Singapore's consumer price index (CPI) is expected to show an annual decline for the 21st straight month in July, a Reuters poll showed, but some analysts say prices may have bottomed out and the index could return to positive territory by the year end.
The median from a Reuters survey of 12 economists was for the CPI to have fallen 0.5 per cent last month from a year ago.
In June, the CPI fell 0.7 per cent, extending a record run of consecutive year-on-year declines in headline CPI to 20 months - the longest streak since Singapore's independence in 1965. The CPI slid 1.6 per cent in May for its biggest year-on-year drop in nearly 30 years.
"I think CP... has bottomed out, and I do expect the headline number to return to positive level towards the end of the year. If not, early next year," said Mr Irvin Seah, senior economist at DBS Bank.
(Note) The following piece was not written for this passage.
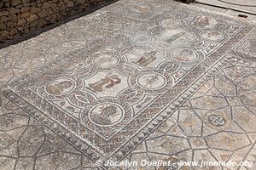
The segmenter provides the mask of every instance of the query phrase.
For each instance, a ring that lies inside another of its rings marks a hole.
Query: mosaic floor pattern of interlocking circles
[[[114,33],[3,94],[90,159],[124,159],[242,47],[250,50],[248,42],[237,44],[254,31],[157,2],[124,0],[100,9],[112,21],[95,26],[95,36],[105,27]],[[218,118],[211,120],[221,124]]]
But this will be mainly due to a comparison against a low base recorded a year ago, Mr Seah said. "There's really a lack of impetus that will drive inflation higher," he added.
Headline CPI has been falling on an annual basis since November 2014, hit by lower global oil prices as well as falls in housing rents and private transport costs.
According to the Reuters survey, core CPI was forecast to have risen 1 per cent last month from a year earlier. Core CPI rose 1.1 per cent in June, the fastest pace since February last year.
Core CPI excludes changes in the prices of cars and accommodation, which are influenced more by government policies.